Artist: Various/Mixed by Global Communication
Album: Back in the Box
Label: NRK
Release Date: 30/05/2011
The idea here is simple. Respected record players dive deep into their collections to unearth the gems therein. And with names like Sneak and Dave Clarke already having contributed, the benchmark has been high.
Difficult faces to follow, though by inviting Mark Pritchard and Tom Middleton to deliver the next instalment, Nick Harris and the NRK crew have taken a significant step towards bettering this short but illustrious history.
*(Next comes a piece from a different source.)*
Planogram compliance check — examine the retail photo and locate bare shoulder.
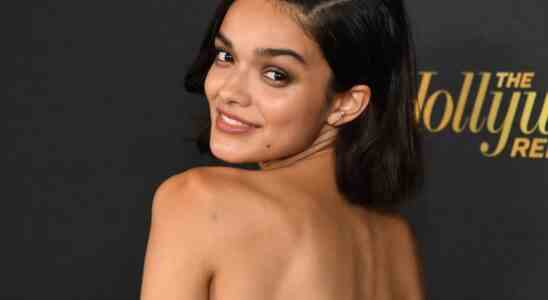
[374,213,425,300]
[153,166,302,251]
This is, after all, the pair's moment of reunification as Global Communication following a far- too-long hiatus.
Expectant fans will not be disappointed, as these electronic figureheads provide a double disc journey through classic compositions worthy of anyone's collection. What's more, there are enough moments on here to prove, beyond the disbelief of any 18-year-old, that much of today's sounds are reliant on the old school.
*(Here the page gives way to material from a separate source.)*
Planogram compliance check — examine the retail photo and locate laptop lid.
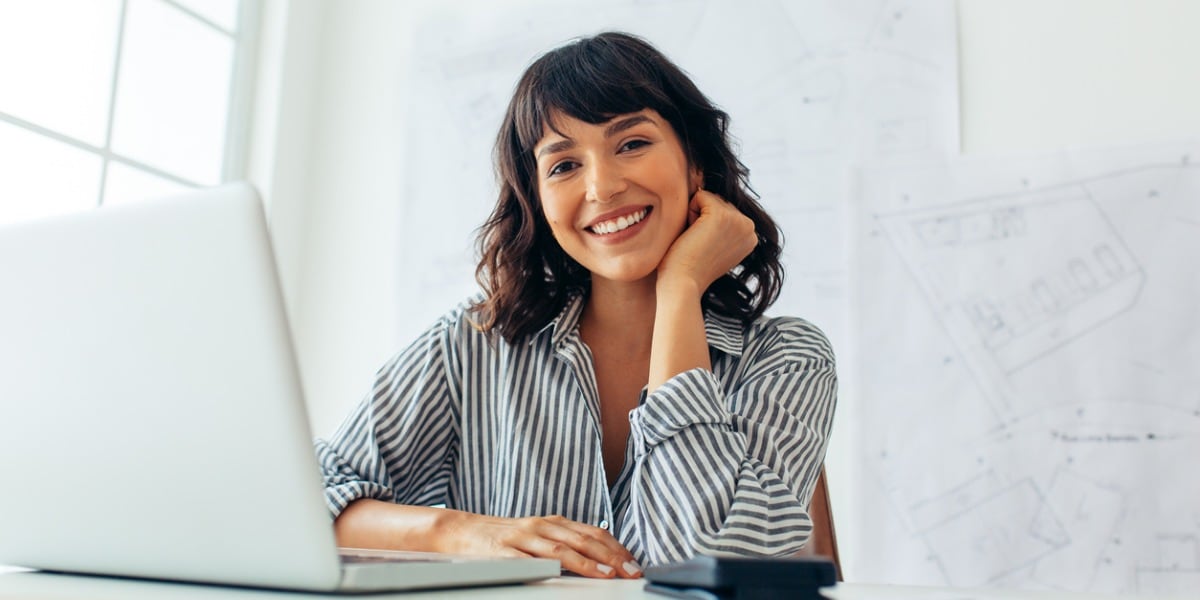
[0,185,350,589]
That can certainly be said for opening call to arms The Calling (Reprise), Fade II Black's broken beat, dubby roller that shares as much in common with contemporary ‘UK bass' producers, and their penchant for rave, as anything from Jay Denham's Detroit contemporaries. Meanwhile Flux's True Feelings correlates, in terms of punch and solid metal kicks, to Perc's recent debut (albeit with more noises, and less minimalism). Details to one side, there's a link to be recognised.
It's doubtful that's the intention though. It's more likely the tracklist was born from a genuine love of the tracks. And it's not hard to see why. Take De-Orbit from era spanning don Speedy J, or rather the TM Outer Limits Salute Repitch. A wonderfully textured soundscape of snare accents and broken kicks, set to a wave of emotive synth, and a twinkling trance hook, there are few tracks so evocative of dance music's zeitgeist; it's warm, uplifting, and when heard amongst the right people in the right circumstance, life affirming.
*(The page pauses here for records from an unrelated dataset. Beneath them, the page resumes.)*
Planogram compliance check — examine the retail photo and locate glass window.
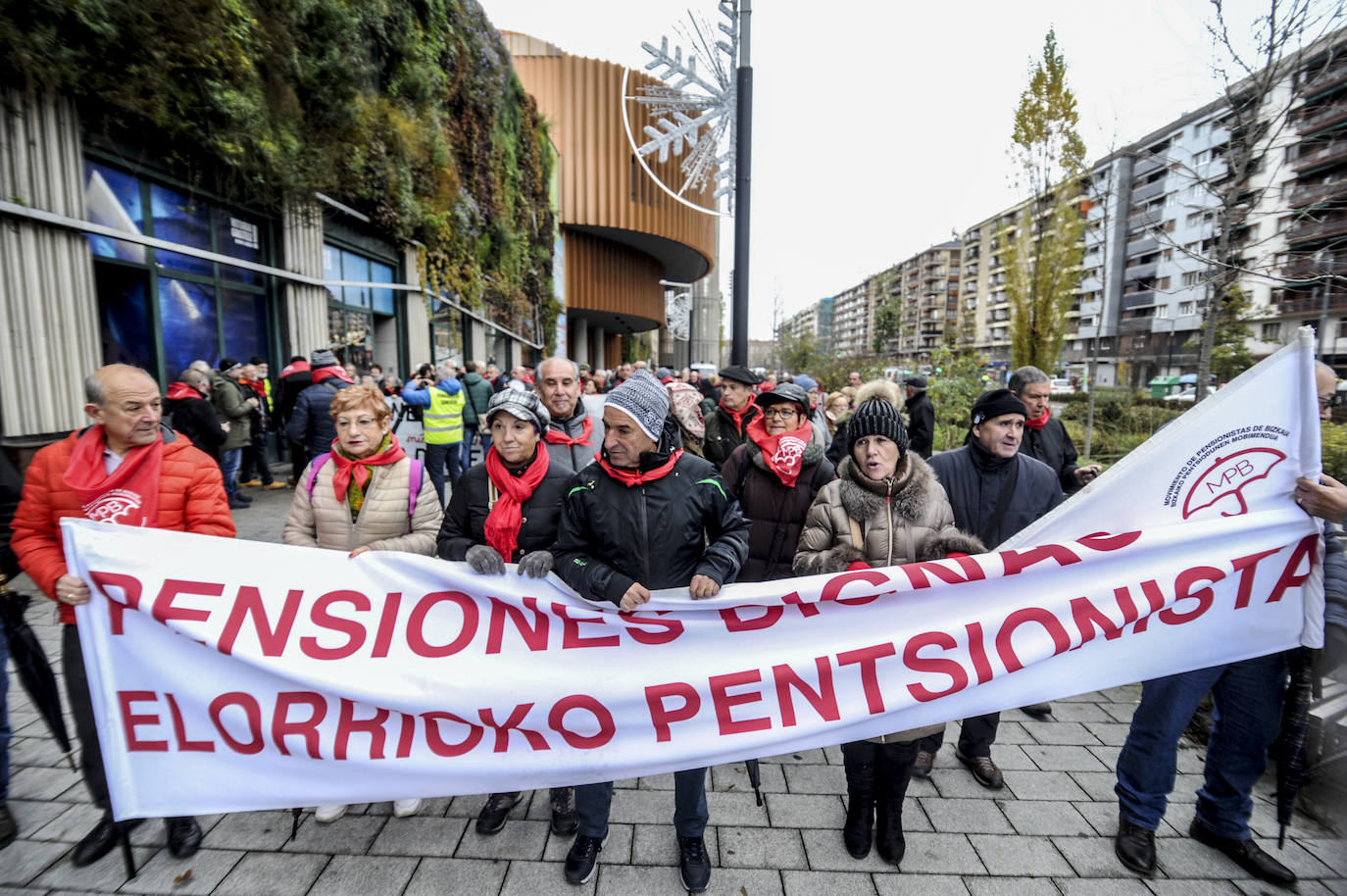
[369,262,395,314]
[159,276,220,375]
[85,162,145,264]
[150,183,216,276]
[220,290,267,361]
And that's just scratching the surface of Disc One. In comparison the tempo drops on the second CD, though the quality wanes not a jot. So that'll be the downtempo moodiness of Urban Tribe's Covert Action sitting close to the legendary Model 500 with Infoworld, a typically stabbing electro number, whereas Aphex Twin's futurism (here submerged with blissful chords under the title Tha) nearly neighbours the classic acid organs and bass of The Journey from Never On Sunday. In short, spanning continents, genres, and decades with such assurance is no mean feat, and half of the tracklisting can be filed under ‘painfully overlooked in the year 2011'. As such we rate.